Jean-Claude Guillebaud : Je pense que l’éthique est donnée mais qu’elle ne peut pas être fermée. Autrement dit, face à ce tourbillon incroyable que nous avons devant nous, il me semble qu’il y a deux attitudes qui seraient également fausses et irrecevables : tout refuser ou tout accepter. Tout refuser, ce n’est pas possible. Il y a des cas où il faut, y compris les cathos qui sont souvent hostiles, il faut qu’ils s’ouvrent aux nouveaux, je prends, par exemple, la question de la procréation médicalement assistée, le fait que l’on puisse maintenant avec le diagnostic préimplantatoire demander aux femmes le fœtus que l’on va réimplanter dans leur utérus, donc de choisir l’enfant qu’elles mettront au monde, parce qu’on peut déceler chez le fœtus, grâce au diagnostic préimplantatoire, des risques de maladies génétiques, de malformations, etc., on ne peut pas dire non à cela, on ne peut pas contraindre une femme à porter dans son ventre et à faire naître un enfant sans cerveau, atteint d’un acéphalie, vous voyez ce que je veux dire, donc, il faut bien entrouvrir une porte,. Pour autant est-ce que l’on va autoriser une femme à avoir un enfant grand, blond, aux yeux bleus plutôt que petit, brun, aux yeux noirs ? Est-ce que l’on va accepter qu’une femme puisse choisir le sexe de son enfant ? Ce qu’on fait certains États en Inde. Ce qui a déjà provoqué des déséquilibres démographiques explosifs ? Autrement dit, on est et on sera forcément entre le tout et le rien. Entre le refus et l’acceptation.
Antoine Mercier : Et l’éthique la dedans ?
Jean-Claude Guillebaud : L’éthique sera inlassablement de chercher un discernement au cas par cas.

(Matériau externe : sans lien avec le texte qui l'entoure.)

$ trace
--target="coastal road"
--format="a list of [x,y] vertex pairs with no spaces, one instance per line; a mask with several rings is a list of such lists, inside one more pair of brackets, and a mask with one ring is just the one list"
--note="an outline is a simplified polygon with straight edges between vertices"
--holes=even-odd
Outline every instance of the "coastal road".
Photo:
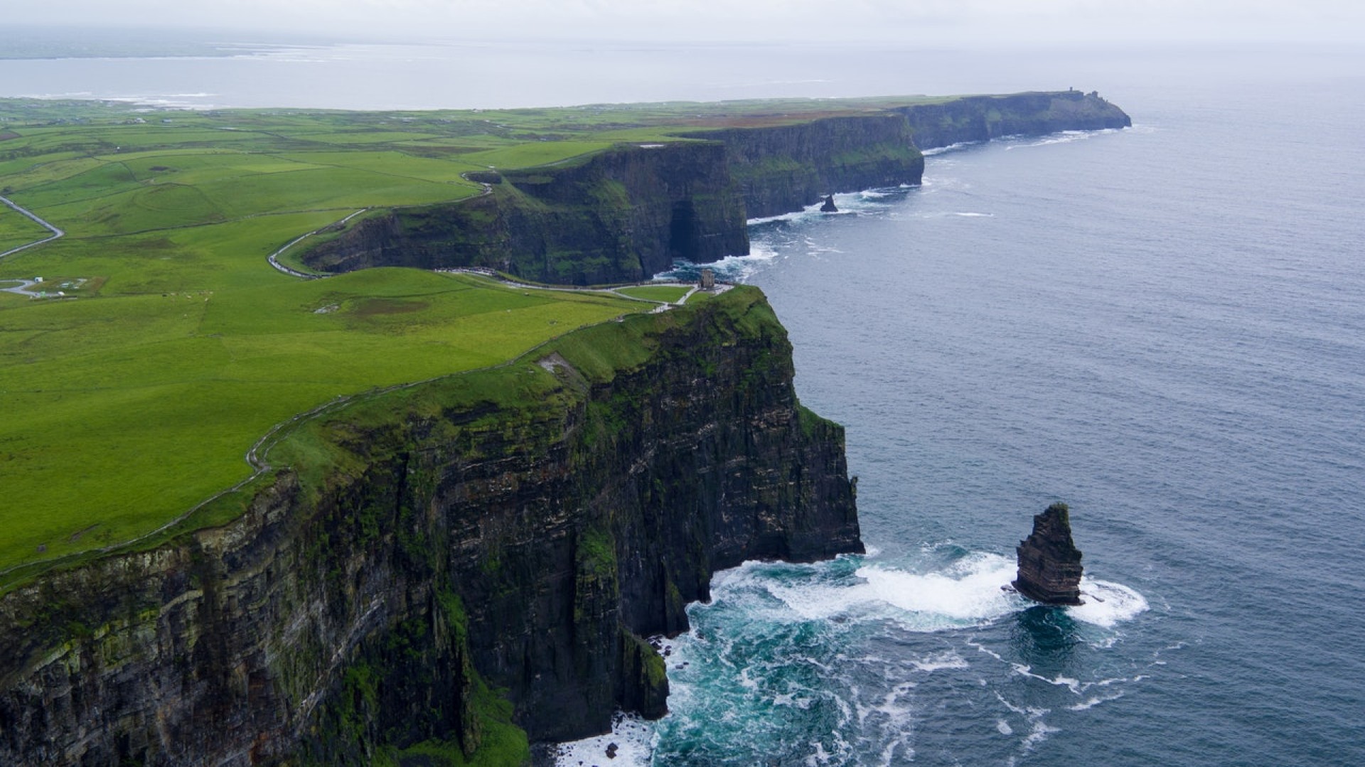
[[[14,255],[14,254],[16,254],[16,252],[19,252],[22,250],[29,250],[30,247],[41,246],[42,243],[51,243],[52,240],[55,240],[55,239],[61,237],[61,236],[66,235],[66,232],[63,232],[61,229],[53,227],[52,224],[48,224],[42,218],[38,218],[38,216],[35,213],[33,213],[31,210],[29,210],[26,207],[20,207],[18,203],[15,203],[14,201],[11,201],[10,198],[0,197],[0,202],[3,202],[5,205],[8,205],[10,207],[15,209],[15,212],[18,212],[19,214],[22,214],[22,216],[25,216],[27,218],[31,218],[34,224],[37,224],[37,225],[42,227],[44,229],[52,232],[52,235],[49,235],[49,236],[46,236],[46,237],[41,239],[41,240],[34,240],[34,242],[31,242],[31,243],[29,243],[26,246],[12,247],[12,248],[10,248],[10,250],[7,250],[4,252],[0,252],[0,258],[4,258],[7,255]],[[16,292],[16,291],[10,289],[10,292]]]

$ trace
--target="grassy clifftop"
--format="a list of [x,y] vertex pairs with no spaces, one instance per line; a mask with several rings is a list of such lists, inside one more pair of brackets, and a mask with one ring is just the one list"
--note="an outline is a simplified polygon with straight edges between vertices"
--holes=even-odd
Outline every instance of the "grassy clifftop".
[[[650,308],[418,270],[304,280],[299,254],[313,243],[393,220],[407,225],[399,246],[410,255],[448,257],[463,240],[446,218],[475,227],[508,197],[486,195],[483,182],[506,179],[504,190],[542,195],[546,233],[508,218],[508,236],[475,243],[479,258],[516,265],[527,257],[509,251],[526,246],[545,278],[579,281],[616,263],[648,273],[670,255],[718,258],[745,242],[729,154],[779,164],[807,134],[849,143],[849,119],[889,124],[897,111],[956,102],[164,112],[0,100],[0,197],[64,233],[11,252],[51,232],[0,206],[0,288],[19,291],[0,291],[0,577],[158,528],[250,476],[243,454],[273,424],[336,397],[498,364]],[[935,119],[956,126],[957,112]],[[834,142],[844,154],[733,177],[764,206],[799,206],[830,184],[897,183],[919,156],[900,146],[908,135],[876,132],[900,142],[894,157]],[[714,156],[704,177],[688,160],[703,154]],[[680,167],[661,182],[665,156]]]

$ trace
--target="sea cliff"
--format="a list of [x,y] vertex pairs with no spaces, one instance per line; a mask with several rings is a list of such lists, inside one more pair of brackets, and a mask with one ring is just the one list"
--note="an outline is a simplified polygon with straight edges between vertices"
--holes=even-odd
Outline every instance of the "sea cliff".
[[831,192],[919,184],[924,149],[1132,124],[1099,94],[1074,90],[889,104],[677,131],[685,141],[621,143],[493,173],[487,180],[498,183],[482,198],[374,214],[303,262],[321,272],[485,266],[561,284],[644,280],[673,259],[747,254],[748,218],[801,210]]
[[792,374],[736,288],[308,422],[235,521],[0,596],[0,763],[515,763],[661,715],[642,637],[713,572],[861,550]]

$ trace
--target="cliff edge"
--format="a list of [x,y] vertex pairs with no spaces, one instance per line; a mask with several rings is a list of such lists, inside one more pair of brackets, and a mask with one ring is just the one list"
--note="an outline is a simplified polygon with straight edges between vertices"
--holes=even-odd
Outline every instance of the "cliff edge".
[[1132,124],[1097,93],[1076,90],[894,102],[853,100],[853,113],[838,116],[768,116],[777,124],[734,119],[745,124],[480,175],[500,182],[491,194],[377,213],[302,258],[321,272],[482,266],[557,284],[647,280],[674,259],[748,254],[749,218],[801,210],[834,192],[919,184],[925,149]]
[[860,551],[844,433],[753,288],[306,423],[247,512],[0,596],[0,763],[515,763],[666,710],[642,637]]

Antoine Mercier : Il y a suffisamment, selon vous, pour terminer, de sagesse pour faire cette recherche-là ? Est-ce que tout le monde n’est pas débordé aussi finalement ?
Jean-Claude Guillebaud : Ça nous revoit à la question économique. Parce qu’il y aura assez de sagesse, tous les pays modernes se sont dotés de comités d’éthiques qui font un boulot formidable, mais il y aura assez de sagesse si ce sont les sages qui décident, mais malheureusement de plus en plus ce ne sont pas les sages qui décident mais le marché. S’il y a un marché pour une innovation, on la fait. Autrement dit, s’il y a un acheteur, on fabrique. Et si c’est la logique marchande qui s’impose, notamment en matière bioéthique, cela sera la barbarie à coup sûr.
Antoine Mercier : C’es pour cela que la crise du marché n’est pas forcément une mauvaise nouvelle ?
Jean-Claude Guillebaud : Bien sûr que non. L’idée que le marché ne peut pas tout réguler au moins, c’est ce que nous avons appris, il faut nous en tenir là parce qu’on était en train d’oublier que le marché ne peut pas tout réguler et tout décider.